Handloom Love: Neetu Singh's Madhurya Connection and Cultural Threads

 “It’s funny, but my love for the orange-and-black Kanjeevaram that actress Kangana Ranaut wore for her ‘Thalaivi’ film release was so instant that I decided a similar combo of colors from Madhurya is what I am going to wear for my brother’s wedding,” says Neetu Singh, Strategic Project Leader at a pharmaceutical company in New York.

neetu kanchipuram

Born and raised in Arunachal Pradesh, Neetu Singh’s father was a Government employee working there. Although Neetu belongs to Banaras in Uttar Pradesh, she did her engineering from Aurangabad in Maharashtra. “Currently I am working as a Strategic Project leader/Director at a Pharmaceutical Company and live in New York city after my stint in London for one of my projects,” says Neetu when we caught her buying her favorite silks in Madhurya.  Ask her what more are her interests and pat comes the reply “Flying planes!”  

neetu kanchipuram

Roots in Banaras

Did Neetu have a fascination for handmade crafts and handloom while growing up?

“Though I was raised in Arunachal Pradesh, my roots are from Banaras, so this was a  big reason to love handloom, as I have had a deep appreciation for anything handmade. Banarasi silks, close to my heart, is not just beautiful, it showcases our culture and tradition of North India. This explains my love for hand loom,” says Neetu.

Neetu’s mother also loved Indian hand looms.  “I have weaves from all over the country. Since we have Arunachal Pradesh background, we are familiar with Moonga Silk in Assam, Katgi sari from Orissa and Paithani from Maharashtra. My mother and me love collecting these rare heritage loom creations. We are proud to be showcasing our rare weaves to the world,” says Neetu cherishing the fact that every traditional event she attends in New York has her wearing Indian hand loom designs. 

The Madhurya connect….

Neetu is known to be following Madhurya collections for the past few years. “The first time I got hooked was when I saw the orange and black Kangana Ranaut sari, which I loved. Although you may find it funny, I took a vow that whenever my brother gets married, I am going to buy this Kanjeevaram that Kangana wore for her ‘Thalaivi’ film release, and wear it at his wedding. That’s when this love for Madhurya connection got stronger. Even for my friends’ weddings, I wanted  Kanjeevarams from Madhurya!” says Neetu, adding that the label’s varied, simple-yet-classy collection inspires any creative mind.

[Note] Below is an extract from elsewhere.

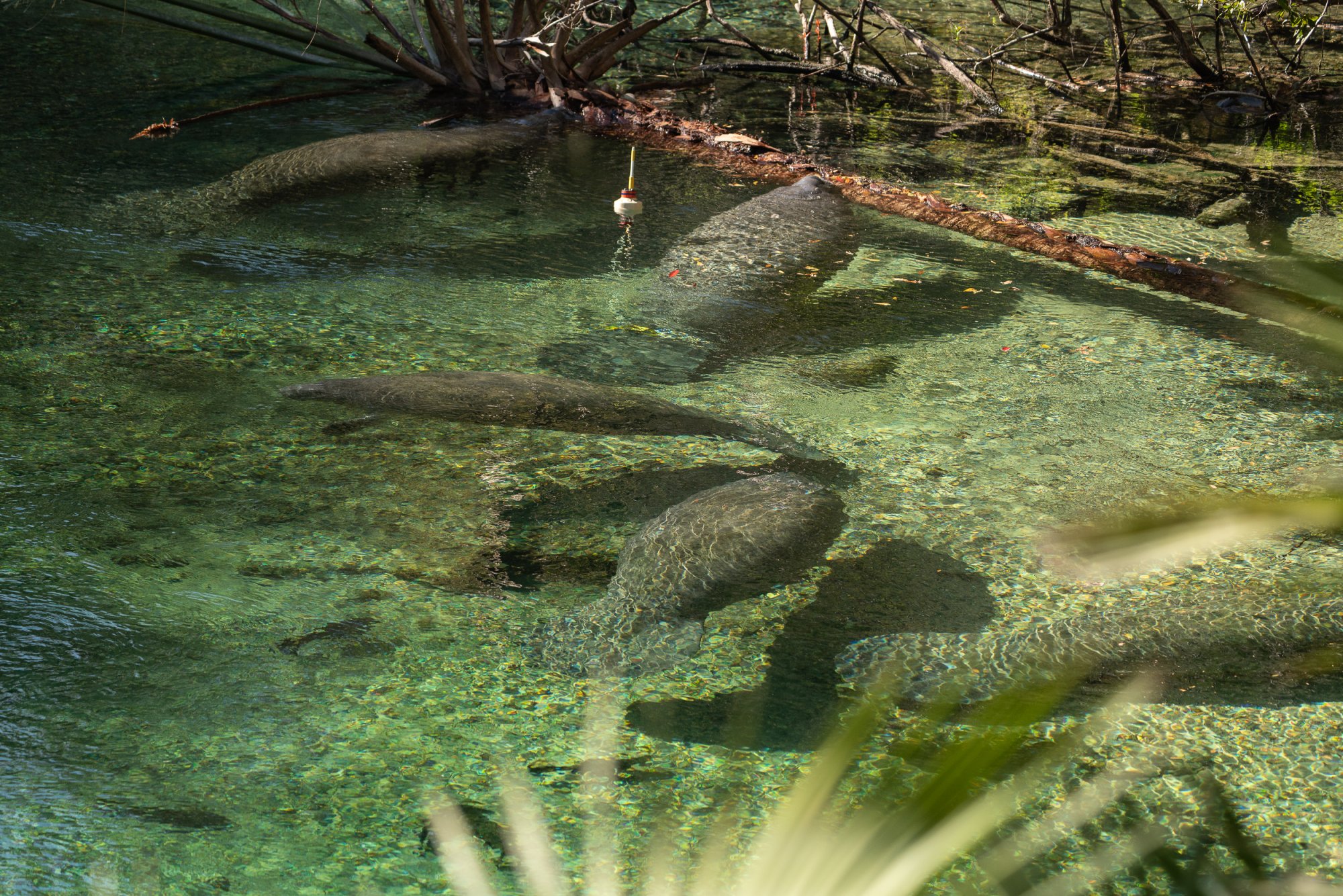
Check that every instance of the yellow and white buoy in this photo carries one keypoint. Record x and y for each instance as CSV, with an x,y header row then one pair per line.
x,y
629,204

 Neetu finally did buy a strikingly similar sari and wore it for her brother’s wedding! 

“An orange sari with black border - a combo I craved to wear!  And I wore it for my brother’s baraat; I also bought a black sari with a pink border for the reception. And for my mother I picked a pink sari with a narrow border with zari as it suited her height. And the picture was complete with my sister getting a yellow-orangish weave! So satisfying it was,” she says.

Neetu considers the balance in colors and zari and the contrasts worked out by Madhurya designers, to be appealing. “Believe me, whenever I wear a Madhurya silk, people specifically ask me where I bought the sari from. So for me, it became a dream to wear a Madhurya. I am talking more about Kanjeevarams here, as that’s what I liked more at Madhurya. The borders are unique and elegant, yet stylish.” she adds.neetu wedding


Appreciating handmade culture and Madhurya’s support to rural education

As  Neetu Singh is from Banaras, it’s easy for her to realize the protracted hand weaving process on the loom, as she has witnessed Banaras weave from close quarters in the lanes and by-lanes of the heritage city. It’s difficult for anyone to imagine this laborious, grueling, back-breaking process as it is a creative process that needs imagination. 

Says Neetu, “It’s an art passed on from generations of weavers. It takes a lot of time, Herculean effort and I am a big supporter of these artisans involved in the art. I have seen them weaving tirelessly on the loom, their aesthetics are like any famous artist in the country. I hear their eyes don’t have a great life because they work so closely with those threads, so for me frequently witnessing the art take shape on the loom in Banaras, it’s not a surprise that people in large numbers have stopped doing the same. It’s unfortunate that weavers feel rickshaw pulling gets them more money! What is the future of this whole art, if people don’t encourage them and buy? This is where the thought that Madhurya is supporting these weavers in their journey to weave something beautiful and preserve traditions is something so endearing! This is where I think Indians living anywhere in the world should try to buy Indian weaves and handicraft and bring awareness. Madhurya also supports girl’s education which is so amazing. So basically, you are getting a beautiful sari from Madhurya and in return you know your paying for the right cause. It helps us give back to society.”